Yo shot gun I would rather after 18 beers try and spray a tree or two. I too have been screwed by people not signing up for camps. I hate to say it but I think a permit system is in need on Ruby.... I know I will be bashed but it is getting TRASHED


----------



## Shiryas (Jun 19, 2007)

CUBuff - I have seen the Rangers at Westy enforce the posted rules a fair bit, especially the lifejacket requirements. I don't think this is out of line in the least, I think those guys just do not want to see one more fatality. 

The rules are posted and the expectations known. If you follow them, its 'your' trip that is going to go a lot smoother.

Fuzzy - I live on the western slope and run Ruby/Horsethief a lot, with a Westy tie in as much as possible. I sure hope it does not come down to permits for that section but you are right it is getting trashed and I think it will be that way real soon. If thats what it takes to keep it nice, I'm with you, so be it.


----------



## Ponderosa (Jan 25, 2008)

Seems pretty simple to me. If _everyone_ follows the existing rules without complaint, there is no need for a permit process. It's really not that hard to throw in a firepan (whether you think it is BS or not), shit in a box, and sign up for your camp is it? Who really wants to be on the phone all morning hoping you get through to get a permit for a trip two months down the road? Not me. Carry the required gear, sign up for your camp, treat the Rangers with respect, and you shouldn't have any problems. Works for me every year. The last thing we need is another permitted section of river.


----------



## Dave Frank (Oct 14, 2003)

The only time i've been hassled by the rangers, I felt it was totally in line.

They tend to be pretty cool if you respect them. If you look like a floating yard sale, you should expect to be hassled. Your respect will earn theirs.

Not signing up for camps can not be accepted.

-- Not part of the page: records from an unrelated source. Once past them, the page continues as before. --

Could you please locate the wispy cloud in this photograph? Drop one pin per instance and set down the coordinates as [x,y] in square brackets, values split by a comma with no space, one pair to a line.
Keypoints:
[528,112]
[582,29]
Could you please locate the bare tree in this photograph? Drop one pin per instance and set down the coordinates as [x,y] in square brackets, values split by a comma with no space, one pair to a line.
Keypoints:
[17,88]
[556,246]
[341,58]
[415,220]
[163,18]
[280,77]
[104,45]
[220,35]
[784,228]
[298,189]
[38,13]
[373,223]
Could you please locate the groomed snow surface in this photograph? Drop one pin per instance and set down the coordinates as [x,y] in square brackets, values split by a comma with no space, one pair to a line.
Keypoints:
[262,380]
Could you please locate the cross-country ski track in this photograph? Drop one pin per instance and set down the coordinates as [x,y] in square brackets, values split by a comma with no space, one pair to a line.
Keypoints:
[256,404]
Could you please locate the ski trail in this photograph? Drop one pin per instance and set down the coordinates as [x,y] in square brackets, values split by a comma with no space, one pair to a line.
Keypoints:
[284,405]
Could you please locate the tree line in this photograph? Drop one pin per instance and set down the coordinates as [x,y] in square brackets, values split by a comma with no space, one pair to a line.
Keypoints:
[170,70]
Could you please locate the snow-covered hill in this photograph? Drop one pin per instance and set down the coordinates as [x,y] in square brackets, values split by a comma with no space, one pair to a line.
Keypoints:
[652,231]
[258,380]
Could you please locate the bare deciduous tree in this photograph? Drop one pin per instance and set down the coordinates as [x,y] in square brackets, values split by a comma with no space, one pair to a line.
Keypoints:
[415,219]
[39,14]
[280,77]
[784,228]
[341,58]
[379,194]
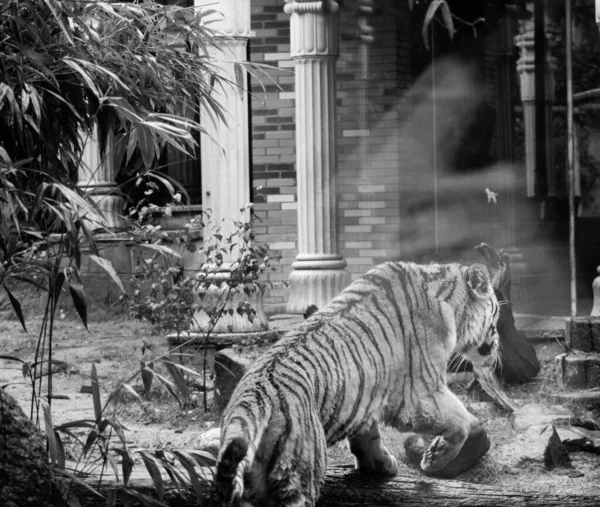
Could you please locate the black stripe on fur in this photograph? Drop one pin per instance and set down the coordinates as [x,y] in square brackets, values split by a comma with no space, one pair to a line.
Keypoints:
[227,469]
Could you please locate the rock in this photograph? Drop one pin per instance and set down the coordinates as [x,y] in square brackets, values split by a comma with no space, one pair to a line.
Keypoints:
[477,445]
[25,475]
[534,414]
[230,366]
[483,409]
[578,370]
[581,398]
[538,445]
[583,333]
[209,441]
[579,439]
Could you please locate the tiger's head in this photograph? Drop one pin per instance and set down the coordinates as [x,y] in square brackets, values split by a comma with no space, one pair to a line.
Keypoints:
[480,344]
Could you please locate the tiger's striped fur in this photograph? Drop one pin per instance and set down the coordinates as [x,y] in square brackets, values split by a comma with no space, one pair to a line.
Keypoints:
[377,353]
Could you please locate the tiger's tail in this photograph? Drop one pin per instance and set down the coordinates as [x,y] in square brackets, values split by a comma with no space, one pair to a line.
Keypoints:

It throws everybody off.


----------



## CUBuffskier (Jul 7, 2005)

don't get me wrong i'm not an advocate of not signing up for camps - i'm just saying sometimes circumstances come up when it is not possible (example this year with the sign under water). it is also very possible that in a lot of sections of river that people unintentionally miss there campsite for various reasons. 

people need to chill when they get out there its not like you checked into a 5 star hotel - pull up your raft, pull a beer out and enjoy the awesome canyons and SHARE


----------



## Fuzzy (May 25, 2005)

Shiryas- Love to connect the two I have always dreamed of running Ruby through Cat with a pizza and ice stop in Moab. That would be a great month!!


----------



## dgosn (Sep 8, 2006)

*permitting*



CUBuffskier said:


> shiryas you obviously have yet to encounter some of these pricks who call themselves rangers out there around westy
> 
> common outdoor sense should be all that is needed on stretches like this



I can't agree that the rangers are dicks. I have been down both stretches many times, and have one problem with the rangers. The one time I had a problem was when we rolled a party barge to WW launch (from loma) and met the rest of out group. Ranger lady took exception the nakedness, keg, and general debauchery we were involved with. We definitely deserved the hassle and scrutiny we received.

If the ranger hassles you, the either you look like an inflatable yard sale, or have a history of problems. How would you treat your job when you had to argue with people about no life jackets, groovers, or firepans? Beside how can you take Alvin seriously with a 70's porn mustache?

I would hate to see Ruby permitted, but I pull up on black rock #5 or #9 to see it taken after I signed up, it makes me wish it were.

scott


----------



## WestSlopeWW (Jun 26, 2008)

CUBuffskier said:


> it is also very possible that in a lot of sections of river that people unintentionally miss there campsite for various reasons.
> 
> people need to chill when they get out there its not like you checked into a 5 star hotel - pull up your raft, pull a beer out and enjoy the awesome canyons and SHARE


This is very true... Be prepared to share a campsite, even if you were the only one signed up for it. Two weeks ago a group camped with us (after missing their site), and it turned out to be a very pleasant experience. We all sat there and ate, drank (a lot) and laughed together, especially at the nude rafters floating by. Boofington, that you???


----------



## elwood (Apr 18, 2005)

Does the fire ban include Westwater section? Also, I am doing a trip down there in a few weeks. Are the rangers still being sticklers about being able to read "coast guard approved" on PFDs? 

Thanks for any info.
GLen


----------



## Ponderosa (Jan 25, 2008)

elwood said:


> Does the fire ban include Westwater section? Also, I am doing a trip down there in a few weeks. Are the rangers still being sticklers about being able to read "coast guard approved" on PFDs?
> 
> Thanks for any info.
> GLen



Yes and Yes.


----------



## Dave Frank (Oct 14, 2003)

It can go either way on the label reading. I've once seen them ask to see all the labels, but usually they will only look at suspicious looking ones or "trouble makers".

If you cant read your label, its probably time to replace it anyway...


----------